In order to help physicians acquire prescription ability, and with the hope of reducing haemoglobin variability, we felt it was relevant to build a pharmacokinetic computer model to be used as an ESA prescription simulator. The aim of this simulator is to raise awareness among ESA users about the implications of recent changes in erythropoietin half-life and prescription intervals. For this purpose, we have built a simulator that asks users to prescribe various ESAs for a naïve patient and to adjust the dose as precisely as possible in a 12-week equilibration or balance phase followed by a 20-week maintenance phase (haemoglobin target 11-12 g/dL). The epoetin half-life and the interval of administration will be assigned to the user at the start of the exercise, while the initial haemoglobin and the patient's erythropoietin sensitivity are randomly generated by the software.

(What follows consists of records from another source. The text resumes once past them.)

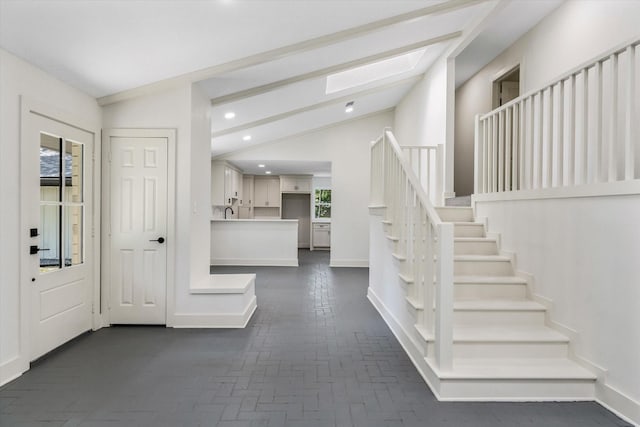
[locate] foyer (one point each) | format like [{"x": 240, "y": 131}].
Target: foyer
[{"x": 316, "y": 353}]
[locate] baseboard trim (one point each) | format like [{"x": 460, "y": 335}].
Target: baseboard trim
[
  {"x": 406, "y": 341},
  {"x": 11, "y": 369},
  {"x": 619, "y": 403},
  {"x": 208, "y": 320},
  {"x": 256, "y": 262},
  {"x": 357, "y": 263}
]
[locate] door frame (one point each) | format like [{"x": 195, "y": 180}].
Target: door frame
[
  {"x": 170, "y": 135},
  {"x": 29, "y": 106}
]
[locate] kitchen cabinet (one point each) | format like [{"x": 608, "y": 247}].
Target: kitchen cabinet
[
  {"x": 266, "y": 192},
  {"x": 295, "y": 184},
  {"x": 321, "y": 236},
  {"x": 226, "y": 184},
  {"x": 246, "y": 202}
]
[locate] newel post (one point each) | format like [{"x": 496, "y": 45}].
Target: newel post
[
  {"x": 477, "y": 176},
  {"x": 444, "y": 298}
]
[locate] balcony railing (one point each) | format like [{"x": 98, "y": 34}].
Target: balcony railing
[{"x": 580, "y": 129}]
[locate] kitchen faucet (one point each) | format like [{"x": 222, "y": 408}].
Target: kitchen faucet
[{"x": 225, "y": 211}]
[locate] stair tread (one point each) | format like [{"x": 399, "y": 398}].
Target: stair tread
[
  {"x": 518, "y": 368},
  {"x": 506, "y": 333},
  {"x": 405, "y": 278},
  {"x": 498, "y": 305},
  {"x": 475, "y": 239},
  {"x": 490, "y": 279}
]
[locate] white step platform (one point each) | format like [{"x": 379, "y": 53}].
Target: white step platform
[{"x": 223, "y": 301}]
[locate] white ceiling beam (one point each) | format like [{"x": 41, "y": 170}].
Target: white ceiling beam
[
  {"x": 285, "y": 51},
  {"x": 287, "y": 114},
  {"x": 258, "y": 90},
  {"x": 227, "y": 155}
]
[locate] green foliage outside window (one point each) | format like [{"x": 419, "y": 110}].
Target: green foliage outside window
[{"x": 322, "y": 203}]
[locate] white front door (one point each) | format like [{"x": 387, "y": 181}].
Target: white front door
[
  {"x": 57, "y": 194},
  {"x": 138, "y": 229}
]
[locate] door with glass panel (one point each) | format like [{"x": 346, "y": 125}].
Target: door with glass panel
[{"x": 57, "y": 209}]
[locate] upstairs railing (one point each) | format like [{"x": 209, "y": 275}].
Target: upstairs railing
[
  {"x": 427, "y": 162},
  {"x": 423, "y": 245},
  {"x": 580, "y": 129}
]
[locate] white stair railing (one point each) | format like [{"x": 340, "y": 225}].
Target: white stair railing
[
  {"x": 423, "y": 243},
  {"x": 427, "y": 163},
  {"x": 580, "y": 129}
]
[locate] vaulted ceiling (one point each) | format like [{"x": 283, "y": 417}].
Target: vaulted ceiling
[{"x": 266, "y": 61}]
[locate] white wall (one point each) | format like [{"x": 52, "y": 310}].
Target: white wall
[
  {"x": 583, "y": 253},
  {"x": 421, "y": 115},
  {"x": 20, "y": 78},
  {"x": 574, "y": 33},
  {"x": 347, "y": 147}
]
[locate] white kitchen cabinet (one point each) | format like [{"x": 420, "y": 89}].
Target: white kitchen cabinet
[
  {"x": 246, "y": 201},
  {"x": 266, "y": 192},
  {"x": 321, "y": 235},
  {"x": 295, "y": 184}
]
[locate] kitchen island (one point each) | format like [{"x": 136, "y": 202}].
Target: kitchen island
[{"x": 254, "y": 242}]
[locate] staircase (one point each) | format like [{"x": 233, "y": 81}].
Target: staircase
[
  {"x": 464, "y": 316},
  {"x": 502, "y": 348}
]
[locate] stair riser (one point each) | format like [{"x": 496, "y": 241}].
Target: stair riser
[
  {"x": 464, "y": 292},
  {"x": 517, "y": 390},
  {"x": 482, "y": 268},
  {"x": 475, "y": 248},
  {"x": 455, "y": 214},
  {"x": 468, "y": 230},
  {"x": 492, "y": 318},
  {"x": 501, "y": 350}
]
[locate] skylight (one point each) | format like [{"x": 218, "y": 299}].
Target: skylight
[{"x": 375, "y": 71}]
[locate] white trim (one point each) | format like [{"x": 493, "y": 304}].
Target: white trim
[
  {"x": 356, "y": 263},
  {"x": 257, "y": 262},
  {"x": 619, "y": 403},
  {"x": 11, "y": 369},
  {"x": 604, "y": 189},
  {"x": 170, "y": 135},
  {"x": 411, "y": 348},
  {"x": 206, "y": 320}
]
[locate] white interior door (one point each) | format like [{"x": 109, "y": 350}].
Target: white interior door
[
  {"x": 138, "y": 230},
  {"x": 57, "y": 194}
]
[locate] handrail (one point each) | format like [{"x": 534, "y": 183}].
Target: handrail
[
  {"x": 580, "y": 129},
  {"x": 564, "y": 76},
  {"x": 423, "y": 244},
  {"x": 413, "y": 179}
]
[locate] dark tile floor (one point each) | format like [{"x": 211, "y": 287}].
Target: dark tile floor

Although such a simulator, contrary to other models based, for instance, on Artificial Neural Networks or Bayesian Adaptive Control [23], is not a prediction tool applicable to clinical practice, we feel that it could be a good way to improve the physicians' ability to prescribe ESAs. Moreover, the simulator should enable us to answer the following questions: (1) Is the ability to keep haemoglobin within the target (primary end point) and haemoglobin stability (secondary end point) influenced by the erythropoietin half-life and administration interval and/or by the use of the simulator (learning effect)? (2) Does the number of changes in ESA dosing correlate with the fluctuations in haemoglobin values and administration interval (secondary end point)? (3) Is the intra-patient delta haemoglobin a more sensitive indicator of haemoglobin stability compared to the standard deviation (secondary end point)?

Methods

Simulator characteristics

The "epoietin prescription simulator" was developed in Visual Basic on Excel. The version used in the study is annexed to this document (see Additional File 1 named The Epoetin Prescription Simulator). The user's manual as well as the formulae, including a mono-exponential one that relates the erythropoietin half-life selected for the simulation to ESA's concentration and its effect on the production of new red blood cells, are detailed in the Additional File 2 named Appendix 1.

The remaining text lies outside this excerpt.